One form of limitation is that we tend to evaluate a statement in a somewhat self-contained fashion. That is, we will evaluate the content of the statment by applying various measures/heuristics that apply to it and its meaning, without really considering the statement in terms of what other knowledge we have or what came earlier in the conversation or argument and then applying the measures and heuristics.

To give one kind of way this can be done, in an argument one person can make a claim about what the other person's argument has been, and they can present it in a way that is consistent with the factual details of the actual argument but also in such a way that exploits the heuristics-with-a-narrow-view in order to present a misleading view of the argument, as I have given a somewhat more concrete example of.


Misleading Framing

The means of expression can frame the way we look at a situation.
This is one of the effects of the way that we express something, outside of the factual content of that expression. Saying that it affects 'the way we look at it' is a bit vague, but that's the best I can do at present.

To be a bit more specific, but ultimately not much more concrete, the framing affects the kinds of things we that think of about the situation. One thing that the framing can definitely do is subtly bring in assumptions without ourselves or others realising it. An example of this involves some bird behaviour that was misinterpreted as being 'for the good of the species' because of the way it was described.

Because we don't realise an assumption has been made, this can effectively block us from seeing any other alternaties, because we basically don't realise that there was something there that had the possibility of alternatives. I suspect that all forms of misleading 'framing' are actually all cases of making unknowing assumptions.

A slightly different means of embodying assumptions is by what I've called implicit categorisation. An example of this, which also explains what implicit categorisation is, comments on something from an introductory philosophy book, where implicit categorisation is used to seemingly justify a particular position, without actually providing any justification for it. This implicit categorisation is very closely related to the things I talked about under the heading of 'Obfuscation', above.

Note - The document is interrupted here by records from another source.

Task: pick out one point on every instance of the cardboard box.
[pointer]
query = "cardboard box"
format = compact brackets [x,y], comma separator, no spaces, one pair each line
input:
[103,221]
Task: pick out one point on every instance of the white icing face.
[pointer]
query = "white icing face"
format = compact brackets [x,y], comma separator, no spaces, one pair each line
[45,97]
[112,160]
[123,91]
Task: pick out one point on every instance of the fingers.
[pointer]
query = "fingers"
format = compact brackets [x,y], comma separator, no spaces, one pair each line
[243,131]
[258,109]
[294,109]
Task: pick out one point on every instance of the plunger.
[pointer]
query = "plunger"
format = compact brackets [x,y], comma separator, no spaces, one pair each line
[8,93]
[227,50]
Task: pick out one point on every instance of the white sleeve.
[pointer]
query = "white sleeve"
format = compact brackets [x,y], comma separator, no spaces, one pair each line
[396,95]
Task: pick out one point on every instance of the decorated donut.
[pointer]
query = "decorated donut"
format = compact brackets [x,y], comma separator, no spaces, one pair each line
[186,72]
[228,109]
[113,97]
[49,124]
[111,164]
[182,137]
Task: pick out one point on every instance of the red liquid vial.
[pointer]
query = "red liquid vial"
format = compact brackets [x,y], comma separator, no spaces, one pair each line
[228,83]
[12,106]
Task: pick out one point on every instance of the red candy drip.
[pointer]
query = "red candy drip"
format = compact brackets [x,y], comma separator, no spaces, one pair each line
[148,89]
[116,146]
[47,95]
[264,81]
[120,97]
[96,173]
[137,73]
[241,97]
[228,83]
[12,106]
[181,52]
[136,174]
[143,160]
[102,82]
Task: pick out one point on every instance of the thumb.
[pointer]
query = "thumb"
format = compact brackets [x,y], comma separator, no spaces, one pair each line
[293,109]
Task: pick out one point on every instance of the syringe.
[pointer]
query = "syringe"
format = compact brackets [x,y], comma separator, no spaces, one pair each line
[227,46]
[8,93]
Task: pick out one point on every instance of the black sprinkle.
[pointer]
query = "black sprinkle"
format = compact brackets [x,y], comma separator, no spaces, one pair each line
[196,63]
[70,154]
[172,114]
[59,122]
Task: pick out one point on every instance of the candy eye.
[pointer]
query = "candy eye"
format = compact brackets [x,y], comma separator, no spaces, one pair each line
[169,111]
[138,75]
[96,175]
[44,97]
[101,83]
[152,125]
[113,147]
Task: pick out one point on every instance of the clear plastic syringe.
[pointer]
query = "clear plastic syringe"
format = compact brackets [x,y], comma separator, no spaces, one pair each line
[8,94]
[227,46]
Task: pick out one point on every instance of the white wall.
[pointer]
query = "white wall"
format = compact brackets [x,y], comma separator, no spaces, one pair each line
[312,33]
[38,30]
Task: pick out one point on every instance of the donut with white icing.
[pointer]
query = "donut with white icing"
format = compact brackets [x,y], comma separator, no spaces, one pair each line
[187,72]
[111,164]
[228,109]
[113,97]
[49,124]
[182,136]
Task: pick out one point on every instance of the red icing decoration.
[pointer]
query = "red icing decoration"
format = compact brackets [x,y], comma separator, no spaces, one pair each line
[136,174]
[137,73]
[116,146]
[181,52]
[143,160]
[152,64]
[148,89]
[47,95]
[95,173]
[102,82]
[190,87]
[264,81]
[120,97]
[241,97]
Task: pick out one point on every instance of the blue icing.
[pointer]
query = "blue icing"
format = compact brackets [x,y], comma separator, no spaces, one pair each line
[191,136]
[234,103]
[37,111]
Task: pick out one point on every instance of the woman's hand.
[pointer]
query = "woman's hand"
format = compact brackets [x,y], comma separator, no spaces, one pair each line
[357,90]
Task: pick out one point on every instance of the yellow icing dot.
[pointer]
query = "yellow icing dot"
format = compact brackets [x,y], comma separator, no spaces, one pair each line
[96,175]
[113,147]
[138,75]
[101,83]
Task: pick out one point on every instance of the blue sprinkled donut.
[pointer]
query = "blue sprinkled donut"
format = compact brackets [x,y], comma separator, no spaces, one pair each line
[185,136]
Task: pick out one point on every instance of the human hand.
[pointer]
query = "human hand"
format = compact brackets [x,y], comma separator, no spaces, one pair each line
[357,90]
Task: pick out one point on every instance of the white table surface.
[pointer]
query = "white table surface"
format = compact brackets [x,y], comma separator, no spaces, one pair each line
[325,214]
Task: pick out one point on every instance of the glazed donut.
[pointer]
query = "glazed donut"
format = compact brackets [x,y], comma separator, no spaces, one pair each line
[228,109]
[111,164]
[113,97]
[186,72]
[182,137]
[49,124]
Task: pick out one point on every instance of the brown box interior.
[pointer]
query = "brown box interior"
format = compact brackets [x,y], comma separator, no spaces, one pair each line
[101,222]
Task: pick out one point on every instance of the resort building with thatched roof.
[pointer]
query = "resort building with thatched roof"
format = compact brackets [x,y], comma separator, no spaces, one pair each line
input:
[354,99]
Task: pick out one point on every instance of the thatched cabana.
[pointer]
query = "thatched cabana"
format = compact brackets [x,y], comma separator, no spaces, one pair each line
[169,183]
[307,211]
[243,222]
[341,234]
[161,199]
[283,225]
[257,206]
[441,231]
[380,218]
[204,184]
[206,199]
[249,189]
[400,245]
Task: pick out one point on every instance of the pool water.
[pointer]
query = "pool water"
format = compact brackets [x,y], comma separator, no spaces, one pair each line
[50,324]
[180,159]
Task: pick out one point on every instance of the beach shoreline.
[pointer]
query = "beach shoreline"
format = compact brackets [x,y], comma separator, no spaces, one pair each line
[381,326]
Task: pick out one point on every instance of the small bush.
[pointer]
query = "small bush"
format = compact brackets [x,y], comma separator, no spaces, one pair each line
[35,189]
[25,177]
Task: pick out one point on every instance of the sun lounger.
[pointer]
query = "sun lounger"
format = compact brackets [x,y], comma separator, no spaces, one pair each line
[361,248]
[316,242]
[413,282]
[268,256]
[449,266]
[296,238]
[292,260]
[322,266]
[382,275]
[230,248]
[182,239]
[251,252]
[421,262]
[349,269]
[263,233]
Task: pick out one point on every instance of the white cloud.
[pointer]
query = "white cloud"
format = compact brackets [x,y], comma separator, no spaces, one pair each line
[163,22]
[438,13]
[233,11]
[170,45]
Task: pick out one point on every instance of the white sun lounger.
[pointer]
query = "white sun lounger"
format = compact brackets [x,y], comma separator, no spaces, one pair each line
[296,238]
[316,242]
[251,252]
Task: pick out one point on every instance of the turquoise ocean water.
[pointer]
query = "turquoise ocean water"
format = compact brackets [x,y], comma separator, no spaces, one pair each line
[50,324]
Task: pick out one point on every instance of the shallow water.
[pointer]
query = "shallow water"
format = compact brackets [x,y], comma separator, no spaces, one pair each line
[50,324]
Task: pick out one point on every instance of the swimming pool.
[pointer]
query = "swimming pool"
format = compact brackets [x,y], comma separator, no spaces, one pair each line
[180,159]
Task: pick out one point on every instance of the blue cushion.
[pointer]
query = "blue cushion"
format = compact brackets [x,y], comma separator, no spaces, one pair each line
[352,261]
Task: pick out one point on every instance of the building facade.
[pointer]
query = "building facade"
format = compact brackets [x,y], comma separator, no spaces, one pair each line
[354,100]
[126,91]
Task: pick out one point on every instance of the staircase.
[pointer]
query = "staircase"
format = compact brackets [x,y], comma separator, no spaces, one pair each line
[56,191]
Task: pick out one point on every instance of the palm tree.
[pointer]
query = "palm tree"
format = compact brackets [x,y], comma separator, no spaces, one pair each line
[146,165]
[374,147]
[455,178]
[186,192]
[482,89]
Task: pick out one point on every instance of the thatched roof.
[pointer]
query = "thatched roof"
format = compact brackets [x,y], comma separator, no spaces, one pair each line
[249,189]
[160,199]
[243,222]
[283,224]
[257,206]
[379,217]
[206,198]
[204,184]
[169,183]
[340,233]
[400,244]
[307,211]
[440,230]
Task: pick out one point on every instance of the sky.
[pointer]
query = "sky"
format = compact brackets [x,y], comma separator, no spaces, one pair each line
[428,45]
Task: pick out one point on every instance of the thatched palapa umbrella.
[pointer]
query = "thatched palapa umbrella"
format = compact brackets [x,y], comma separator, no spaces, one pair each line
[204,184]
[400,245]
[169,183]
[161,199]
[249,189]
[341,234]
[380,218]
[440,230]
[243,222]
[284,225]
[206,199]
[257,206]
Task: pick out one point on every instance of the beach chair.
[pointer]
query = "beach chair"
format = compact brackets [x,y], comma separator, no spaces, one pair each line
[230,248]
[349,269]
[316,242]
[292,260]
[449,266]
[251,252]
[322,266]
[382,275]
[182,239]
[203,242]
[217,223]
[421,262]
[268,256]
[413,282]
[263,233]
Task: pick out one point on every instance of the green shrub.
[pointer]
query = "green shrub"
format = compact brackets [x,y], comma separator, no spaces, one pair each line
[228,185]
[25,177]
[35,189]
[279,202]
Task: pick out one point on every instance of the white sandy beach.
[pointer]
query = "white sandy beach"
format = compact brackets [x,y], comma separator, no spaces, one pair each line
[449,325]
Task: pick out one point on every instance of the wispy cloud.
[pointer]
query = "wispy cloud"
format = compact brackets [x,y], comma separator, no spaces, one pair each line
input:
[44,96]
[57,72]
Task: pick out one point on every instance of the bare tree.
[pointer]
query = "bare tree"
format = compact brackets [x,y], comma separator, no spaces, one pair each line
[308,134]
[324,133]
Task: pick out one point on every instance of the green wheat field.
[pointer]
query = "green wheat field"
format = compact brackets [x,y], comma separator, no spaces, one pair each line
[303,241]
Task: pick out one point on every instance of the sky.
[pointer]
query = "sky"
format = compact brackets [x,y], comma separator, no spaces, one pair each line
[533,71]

Language that poorly frames situations can be symptomatic of problems with the reasoning strategies that are constructing the statements. If we want to avoid assumptions, or avoid them as much as possible, in our statements, then we need to find the most general way of describing the situation that is consistent with the facts that we know about the situation. The reasoning statements can be problematic if they are too hasty in construct descriptions, constructing ones that seem to fit the situation, but without considering what the alternatives are, and just how they relate to the known facts. (really, this talk of facts is a bit of a simplification. It's more a case of how they relate to what we believe to be true, and factoring in the degree to which we believe they are the case. It's just that I don't have a decent shorthand way of putting this at the momenet.)


Discussion

I suspect that these three ways of manipulating via the means of expression seem more distinct than they actually are. Concepts such as how we 'frame a situation' are fairly vague, and I think we can be more specific and get into the specific types of mechanisms that are underlying such thoughts. I expect that doing so will dissolve these apparent categories or replace them with a more accurate means of classification.